MICHELLE KUO: Athens was at the epicenter of global financial and political turmoil when you began organizing Documenta 14, and of course many additional upheavals have occurred since thenthe refugee crisis and the entire crisis of Europe. How has your thinking about the exhibition evolved as these events have unfolded?
ADAM SZYMCZYK: In the fall of 2013, I proposed to the Documenta 14 search committee to hold the exhibition in Athens as well as in Kassel. At that time, Greece’s problems were frequently front-page news in Germany. The German press and politicians were keen on offering advice, in an admonishing toneand they soon began to instruct this relatively poor southern European country to institute capital controls, to levy more and more taxes on people who have little if any income. The implicit or explicit theme was that Greece is a backward country, not up to European standards.

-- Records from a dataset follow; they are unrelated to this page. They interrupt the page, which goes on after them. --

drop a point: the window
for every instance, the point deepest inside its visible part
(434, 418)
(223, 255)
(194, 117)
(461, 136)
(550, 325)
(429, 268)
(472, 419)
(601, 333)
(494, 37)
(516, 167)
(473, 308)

That attitude was ironic, to say the least, considering that classical Greece, so widely held to be the cradle of civilization, was a touchstone in the formation of German national consciousness. The early Romantics claimed classical Greece as the origin point in a progression leading straight to them. As it happens, Kassel was also the home of two of the major protagonists in the German Romantic nationalist project, Jacob and Wilhelm Grimm. Their collecting of German fairy tales and efforts to create a complete German dictionary provided elements of both a mythical and a linguistic foundation for the construction of German identity.
MK: So the cultural and political imaginary of Germany takes shape in and around Kassel.
AS: Yes, at least to a degree. In terms of more recent events in Greece, the introduction of austerity measures was justified by Protestant moralism and a strange logic whereby the populace, the people, were blamed for their circumstances. And when you make the people as a whole culpable, you instill a sense of guilt and a sense of inferiority that produces a lot of frustration and self-hate.
MK: Yes, and fear.
AS: And resentment, and I think ultimately xenophobiaas demonstrated in Greece by Golden Dawn, a local neofascist party that made significant gains in parliament between 2009 and 2012 as economic turmoil increased. One of the reasons to work in Athens in parallel to Kassel is precisely to make the exhibition in a place where you can see how problematic things are at the moment, and how much worse they may soon becomethough not, naturally, to simply induce passive spectatorship. Our rubric “Learning from Athens” emphasizes an idea of active exchangenot an extraction but rather a distribution of knowledge that propagates outward, reconfiguring the relationship between those who speak and those who are spoken about. That notion of reciprocity also meant rejecting a geographic construct of Kassel as home base and Athens as peripheral or as an outpost. Instead, we envisioned the exhibition as a kind of divided cell, with most artists working in both places. So, from the beginning, we committed to this open-ended, ongoing process that would ideally produce knowledge about conditions within and far beyond Athens, conditions that are themselves constantly evolving.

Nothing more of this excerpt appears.